Second, not all of the super-rich have an interest in politics. Some want to fund the arts, medical research, or buy football clubs. Much of this is beneficial. In offering a choice, we can still benefit from the munificence of the Abramovichs and Sainsburys of this world.

But won’t the super-rich merely shift their income around to appear less wealthy? More broadly, why would they co-operate? These are problems but they are less pronounced than one may think. You don’t punish the super-rich for transgressions. You punish the policy wonk or politician. A lifetime ban on standing for office should suffice. We should also avoid the disease of making the best the enemy of the good. There is no perfect measure of wealth but we do measure it all the time. Anyone who has ever applied for a mortgage knows this.

One weighty moral objection is that a person’s political rights are sacred: we should not limit them, especially when the limitations apply to only some people. To make the point more vivid: replace “super-rich” with “women” or “Muslims” and the proposal looks repellent.
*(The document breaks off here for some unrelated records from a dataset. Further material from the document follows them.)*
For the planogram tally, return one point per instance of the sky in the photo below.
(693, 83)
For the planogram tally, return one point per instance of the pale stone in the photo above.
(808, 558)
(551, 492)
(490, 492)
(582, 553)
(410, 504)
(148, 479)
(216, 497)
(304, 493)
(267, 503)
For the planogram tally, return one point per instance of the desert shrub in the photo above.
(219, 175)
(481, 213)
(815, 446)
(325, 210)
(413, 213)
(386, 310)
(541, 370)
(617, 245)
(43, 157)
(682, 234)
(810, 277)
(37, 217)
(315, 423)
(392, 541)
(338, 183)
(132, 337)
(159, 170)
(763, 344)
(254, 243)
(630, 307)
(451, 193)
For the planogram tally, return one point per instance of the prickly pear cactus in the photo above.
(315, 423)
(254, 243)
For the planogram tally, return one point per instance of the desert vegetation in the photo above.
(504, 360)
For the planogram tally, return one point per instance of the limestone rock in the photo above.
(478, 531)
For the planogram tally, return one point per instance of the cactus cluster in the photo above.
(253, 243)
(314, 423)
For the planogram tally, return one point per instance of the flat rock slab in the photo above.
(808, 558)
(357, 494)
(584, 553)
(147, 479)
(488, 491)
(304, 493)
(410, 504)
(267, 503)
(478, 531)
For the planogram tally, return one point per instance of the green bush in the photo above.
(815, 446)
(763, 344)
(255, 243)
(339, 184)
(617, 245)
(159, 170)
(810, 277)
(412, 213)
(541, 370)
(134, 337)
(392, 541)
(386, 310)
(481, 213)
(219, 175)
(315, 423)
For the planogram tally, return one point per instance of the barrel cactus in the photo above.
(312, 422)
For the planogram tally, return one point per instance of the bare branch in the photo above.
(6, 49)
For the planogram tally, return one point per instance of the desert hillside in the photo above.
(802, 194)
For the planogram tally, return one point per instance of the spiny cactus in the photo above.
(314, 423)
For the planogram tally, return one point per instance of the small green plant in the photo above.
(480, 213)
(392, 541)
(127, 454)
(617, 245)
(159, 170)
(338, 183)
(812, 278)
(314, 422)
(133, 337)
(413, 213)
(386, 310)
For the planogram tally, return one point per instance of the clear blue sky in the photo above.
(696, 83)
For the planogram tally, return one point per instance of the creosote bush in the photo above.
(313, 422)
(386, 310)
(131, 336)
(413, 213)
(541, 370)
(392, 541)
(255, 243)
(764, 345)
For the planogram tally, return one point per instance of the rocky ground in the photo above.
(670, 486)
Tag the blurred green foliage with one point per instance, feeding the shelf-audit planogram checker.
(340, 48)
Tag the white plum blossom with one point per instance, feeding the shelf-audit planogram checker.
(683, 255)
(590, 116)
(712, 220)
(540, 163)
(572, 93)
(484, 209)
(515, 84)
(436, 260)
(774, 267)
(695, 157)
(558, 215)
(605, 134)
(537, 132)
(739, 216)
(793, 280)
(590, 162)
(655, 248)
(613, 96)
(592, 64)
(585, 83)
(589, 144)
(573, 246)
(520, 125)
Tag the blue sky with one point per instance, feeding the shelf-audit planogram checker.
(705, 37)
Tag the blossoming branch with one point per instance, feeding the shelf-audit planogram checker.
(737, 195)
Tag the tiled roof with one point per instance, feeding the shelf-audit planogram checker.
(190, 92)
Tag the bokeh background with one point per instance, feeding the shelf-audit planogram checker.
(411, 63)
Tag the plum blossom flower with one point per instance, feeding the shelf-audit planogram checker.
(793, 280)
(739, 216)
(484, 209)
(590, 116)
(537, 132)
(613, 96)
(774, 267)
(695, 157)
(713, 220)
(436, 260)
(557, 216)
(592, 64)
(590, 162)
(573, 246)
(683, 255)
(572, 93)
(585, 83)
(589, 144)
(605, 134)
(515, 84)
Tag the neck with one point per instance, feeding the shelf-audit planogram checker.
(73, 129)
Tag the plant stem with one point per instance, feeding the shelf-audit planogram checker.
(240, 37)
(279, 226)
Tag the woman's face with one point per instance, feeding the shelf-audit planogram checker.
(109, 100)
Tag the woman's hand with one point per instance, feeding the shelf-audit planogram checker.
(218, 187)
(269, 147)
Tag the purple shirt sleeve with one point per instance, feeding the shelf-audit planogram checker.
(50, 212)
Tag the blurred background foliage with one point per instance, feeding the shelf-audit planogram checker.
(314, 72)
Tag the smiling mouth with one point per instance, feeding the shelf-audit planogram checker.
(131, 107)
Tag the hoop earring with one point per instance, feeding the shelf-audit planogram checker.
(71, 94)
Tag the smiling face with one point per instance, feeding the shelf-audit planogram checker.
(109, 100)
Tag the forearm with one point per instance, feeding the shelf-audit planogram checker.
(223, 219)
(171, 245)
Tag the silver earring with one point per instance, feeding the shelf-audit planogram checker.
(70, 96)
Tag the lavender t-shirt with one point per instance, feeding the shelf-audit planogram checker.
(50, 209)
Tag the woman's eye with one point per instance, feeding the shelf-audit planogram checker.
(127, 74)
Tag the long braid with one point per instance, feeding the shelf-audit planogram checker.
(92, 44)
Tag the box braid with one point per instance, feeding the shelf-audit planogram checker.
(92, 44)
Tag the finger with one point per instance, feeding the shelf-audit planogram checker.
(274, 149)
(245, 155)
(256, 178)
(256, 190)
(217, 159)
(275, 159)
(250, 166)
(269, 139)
But the super-rich are given a choice; nothing is forced upon them. Equally, those who give up their political rights would only be reduced to a position similar to poor minority groups, such as transient migrant Polish workers. We think that human rights laws are sufficient for most minorities; and the super-rich do keep their right to vote on top of this.

But are they a special case? In one regard they are but this speaks in favour of my proposal. The super-rich are wanted by many states; they have a more effective exit option than most citizens. If they really don’t like the offer, some other country will take them.

Is the effort worth it? Arguably corporations are a greater threat to political equality. But there is an elegant solution here: simply define corporations as individuals. As they would almost certainly count as super-rich the proposal covers their influence too.

Imposing a choice on the super-rich neatly separates money from politics. But if you remain unconvinced perhaps we must wrestle with Aristotle’s problem for another two thousand years while the super-rich continue to run things from the top.